Saucony Kinvara 2010

With the Kinvara Saucony is jumping on the "midfoot/forefoot strike" bandwagon. I see more and more companies building shoes for this growing group of customers seeking to emulate or optimize this running style.

The Kinvara is build with a more level midsole than a typical shoe, meant to stimulate the mid-to-forefoot strike. "Level" in this case means there is less difference in height between heel and forefoot.

There is almost no carbon rubber on the outsole, so the weight is pretty low at 7.7 oz. The lightweight upper contributes to this shoe's light weight. The midsole is made with ProGrid LITE in the heel and for the rest it's a spongy, responsive EVA+.

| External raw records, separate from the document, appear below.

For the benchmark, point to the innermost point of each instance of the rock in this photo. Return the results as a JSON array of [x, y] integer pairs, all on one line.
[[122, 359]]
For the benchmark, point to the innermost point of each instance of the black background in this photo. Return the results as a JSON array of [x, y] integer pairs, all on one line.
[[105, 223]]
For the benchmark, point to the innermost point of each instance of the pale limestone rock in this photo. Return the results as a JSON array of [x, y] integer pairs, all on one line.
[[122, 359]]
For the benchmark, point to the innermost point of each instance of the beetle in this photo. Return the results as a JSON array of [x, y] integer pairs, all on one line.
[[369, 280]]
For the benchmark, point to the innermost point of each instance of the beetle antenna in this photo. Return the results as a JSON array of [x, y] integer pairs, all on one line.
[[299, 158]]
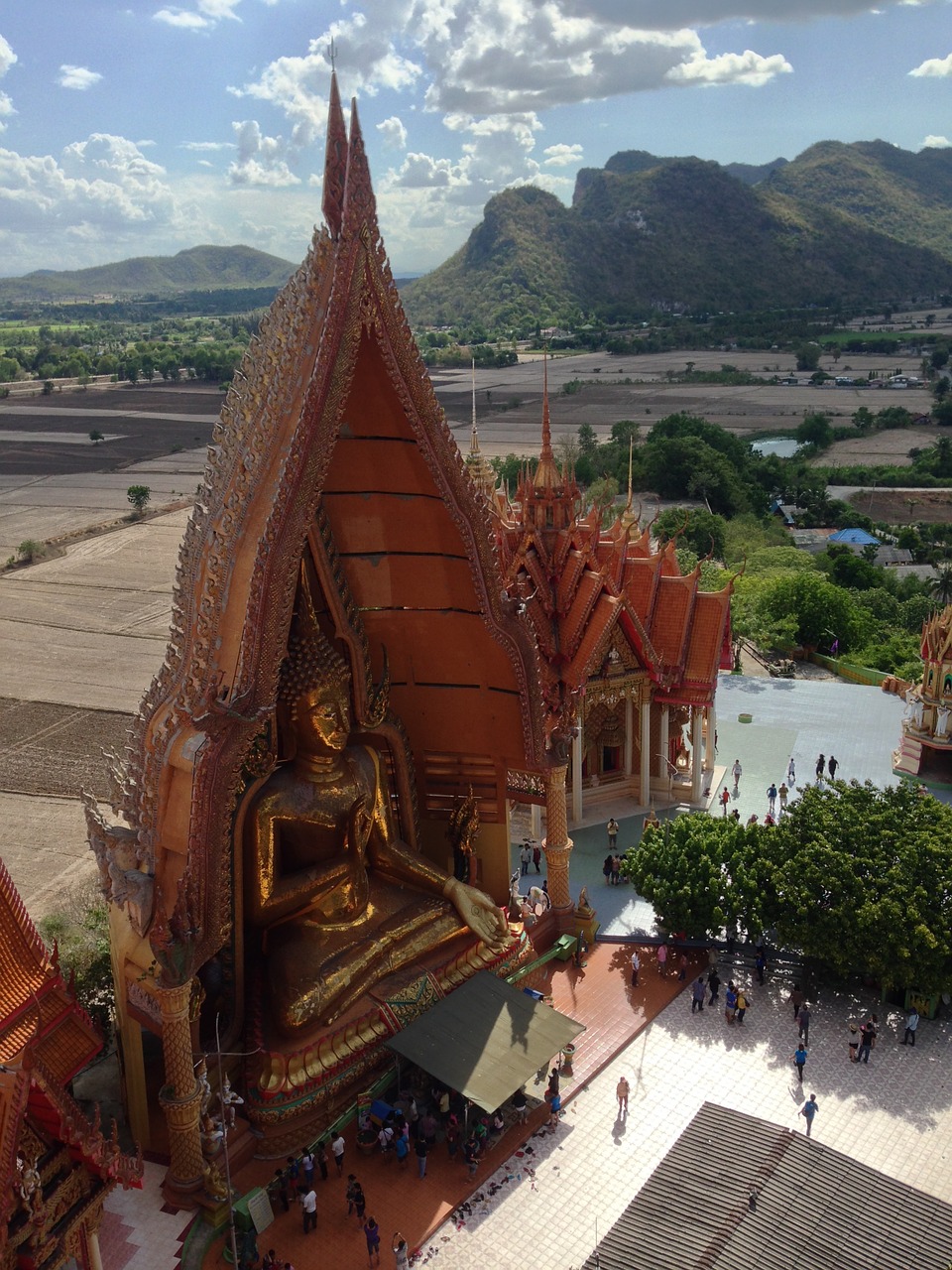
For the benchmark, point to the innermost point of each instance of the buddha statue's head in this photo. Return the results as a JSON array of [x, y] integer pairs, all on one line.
[[315, 686]]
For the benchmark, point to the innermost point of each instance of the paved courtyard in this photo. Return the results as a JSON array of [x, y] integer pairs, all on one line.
[[791, 717]]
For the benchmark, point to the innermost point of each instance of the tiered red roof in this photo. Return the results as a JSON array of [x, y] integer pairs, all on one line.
[[45, 1040], [579, 580]]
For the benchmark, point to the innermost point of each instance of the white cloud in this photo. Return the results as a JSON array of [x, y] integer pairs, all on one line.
[[7, 60], [394, 132], [933, 66], [562, 155], [204, 17], [77, 76], [262, 160], [747, 67]]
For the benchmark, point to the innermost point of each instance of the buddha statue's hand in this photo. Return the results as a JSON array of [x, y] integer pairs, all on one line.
[[480, 913]]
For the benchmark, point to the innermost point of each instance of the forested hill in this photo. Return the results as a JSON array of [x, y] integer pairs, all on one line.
[[682, 232], [194, 270]]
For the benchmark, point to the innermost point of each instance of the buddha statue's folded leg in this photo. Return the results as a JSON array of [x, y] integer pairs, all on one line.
[[316, 971]]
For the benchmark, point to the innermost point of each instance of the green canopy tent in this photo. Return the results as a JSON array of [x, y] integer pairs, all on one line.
[[485, 1039]]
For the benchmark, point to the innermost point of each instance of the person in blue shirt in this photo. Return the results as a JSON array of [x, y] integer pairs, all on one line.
[[800, 1056]]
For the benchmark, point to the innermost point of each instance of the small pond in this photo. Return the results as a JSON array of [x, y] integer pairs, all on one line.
[[784, 447]]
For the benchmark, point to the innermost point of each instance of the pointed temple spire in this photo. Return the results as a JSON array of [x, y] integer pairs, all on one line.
[[334, 162], [479, 466], [547, 476]]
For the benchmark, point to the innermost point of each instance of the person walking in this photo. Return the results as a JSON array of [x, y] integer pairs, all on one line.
[[371, 1232], [911, 1026], [742, 1005], [803, 1023], [308, 1209], [853, 1043], [796, 998], [402, 1252], [800, 1056], [697, 994], [730, 1002], [809, 1110], [867, 1038], [521, 1106], [555, 1110], [359, 1205], [621, 1091]]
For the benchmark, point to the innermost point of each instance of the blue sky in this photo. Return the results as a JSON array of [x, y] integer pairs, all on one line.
[[146, 128]]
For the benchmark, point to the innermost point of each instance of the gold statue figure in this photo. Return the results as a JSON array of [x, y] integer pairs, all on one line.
[[343, 902]]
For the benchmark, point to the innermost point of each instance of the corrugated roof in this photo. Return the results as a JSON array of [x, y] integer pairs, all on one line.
[[815, 1207]]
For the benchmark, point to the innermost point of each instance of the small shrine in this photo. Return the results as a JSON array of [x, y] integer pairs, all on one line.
[[630, 647], [925, 744], [58, 1165]]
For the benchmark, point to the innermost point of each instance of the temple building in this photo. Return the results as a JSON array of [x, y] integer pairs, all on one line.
[[58, 1165], [291, 855], [634, 643], [308, 839], [925, 746]]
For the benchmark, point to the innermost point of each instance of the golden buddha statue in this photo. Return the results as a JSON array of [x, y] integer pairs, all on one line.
[[340, 899]]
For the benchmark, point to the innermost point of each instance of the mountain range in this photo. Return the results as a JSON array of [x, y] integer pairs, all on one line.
[[198, 268], [864, 222]]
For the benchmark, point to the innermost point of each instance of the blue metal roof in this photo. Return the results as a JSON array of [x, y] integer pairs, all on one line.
[[858, 536]]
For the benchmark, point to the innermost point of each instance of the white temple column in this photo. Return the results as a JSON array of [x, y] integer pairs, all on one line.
[[711, 733], [645, 792], [697, 766], [576, 771]]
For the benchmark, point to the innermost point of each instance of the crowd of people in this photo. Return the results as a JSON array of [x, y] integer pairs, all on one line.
[[411, 1128]]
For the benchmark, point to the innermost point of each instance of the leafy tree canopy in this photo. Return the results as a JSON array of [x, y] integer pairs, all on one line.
[[855, 876]]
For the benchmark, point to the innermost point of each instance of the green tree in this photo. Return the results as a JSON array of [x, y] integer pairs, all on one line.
[[80, 930], [31, 550], [807, 357], [139, 495], [815, 431], [694, 527], [941, 585]]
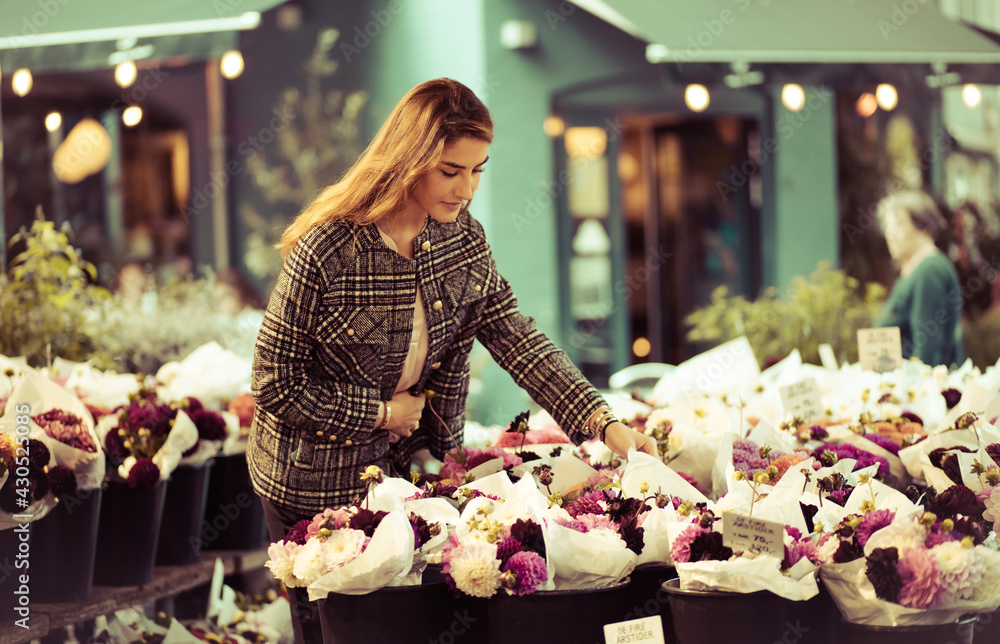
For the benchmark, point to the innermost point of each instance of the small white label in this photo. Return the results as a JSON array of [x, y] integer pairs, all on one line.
[[648, 630], [802, 400], [753, 536], [828, 357], [880, 350]]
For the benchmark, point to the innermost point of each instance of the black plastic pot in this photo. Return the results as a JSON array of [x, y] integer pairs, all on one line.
[[646, 597], [959, 632], [986, 630], [390, 615], [549, 616], [128, 534], [11, 588], [234, 517], [183, 515], [714, 616], [63, 548]]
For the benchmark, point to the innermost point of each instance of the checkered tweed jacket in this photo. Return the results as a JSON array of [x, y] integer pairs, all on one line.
[[334, 340]]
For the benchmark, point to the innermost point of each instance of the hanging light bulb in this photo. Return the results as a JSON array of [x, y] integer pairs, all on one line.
[[126, 73], [553, 126], [793, 97], [885, 95], [696, 97], [132, 115], [866, 105], [971, 95], [231, 64], [21, 82], [53, 121]]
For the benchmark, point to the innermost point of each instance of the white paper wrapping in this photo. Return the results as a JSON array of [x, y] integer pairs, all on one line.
[[388, 558], [643, 468], [583, 560], [99, 388], [209, 373], [855, 596], [745, 575], [42, 395]]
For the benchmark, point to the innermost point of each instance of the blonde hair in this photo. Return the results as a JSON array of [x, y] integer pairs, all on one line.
[[409, 144], [920, 207]]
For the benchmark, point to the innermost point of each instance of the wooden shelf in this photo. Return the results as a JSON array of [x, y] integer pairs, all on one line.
[[103, 600]]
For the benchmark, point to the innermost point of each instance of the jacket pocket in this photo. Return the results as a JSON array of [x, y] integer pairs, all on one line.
[[353, 342]]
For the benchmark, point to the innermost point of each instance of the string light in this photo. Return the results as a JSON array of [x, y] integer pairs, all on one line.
[[231, 64], [125, 73], [885, 95], [793, 97], [132, 115], [696, 97], [21, 82]]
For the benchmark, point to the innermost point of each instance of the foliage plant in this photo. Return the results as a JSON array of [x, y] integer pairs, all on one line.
[[48, 301], [827, 307]]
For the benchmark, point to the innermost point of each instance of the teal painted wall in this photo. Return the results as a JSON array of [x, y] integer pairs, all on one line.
[[805, 228]]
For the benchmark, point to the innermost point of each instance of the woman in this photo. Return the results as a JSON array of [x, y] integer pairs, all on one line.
[[387, 281], [926, 301]]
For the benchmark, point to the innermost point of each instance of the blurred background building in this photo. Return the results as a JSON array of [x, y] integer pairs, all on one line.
[[646, 153]]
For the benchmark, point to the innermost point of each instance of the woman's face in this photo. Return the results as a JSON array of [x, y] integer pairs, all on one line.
[[900, 234], [444, 190]]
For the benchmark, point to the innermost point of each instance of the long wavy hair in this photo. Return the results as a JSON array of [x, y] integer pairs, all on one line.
[[409, 145]]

What I really like about this shoe is that it feels pretty stable if you consider the weight. This is for the most part due to wide base in the midfoot (quite wide for a very lightweight trainer). Where most lightweight trainers and racing flats have minimal midsole in the arch area the Kinvara has the opposite.

Also notable is that the upper is made from several layers. The upper starts with a thin layer of breathable, ?very big-holed? mesh material; then there is a sort of skeleton construction which grabs your feet; and last there is a semi-transparent outer layer.

Another departure from typical shoes is the lack of a firm heel counter. Does this matter? No, I think it's very well done and will appeal to the group of customers who like minimalist shoes.

I wrote last year that I think Saucony just hit it right with a different approach to some new models. They did it again with this model. In my opinion this is how such a shoe in this category is supposed to be made. It's light, it's flexible, it allows you to run as natural as you can while still protecting your feet.

If you liked Nike's Skylons from a couple of years ago you will love this shoe. For those triathletes who can run in a neutral shoe this could also serve as an excellent racing flat up to 70.3 distances.

Lastly, if you need for your shoe to match your outfit on raceday, I've seen this model in red, blue, light blue, orange and green.

[Editor's note: Our capable editor-at-large for footwear Jeroen van Geelen owns Total Running, one of the more important running and triathlon retail establishments in The Netherlands.]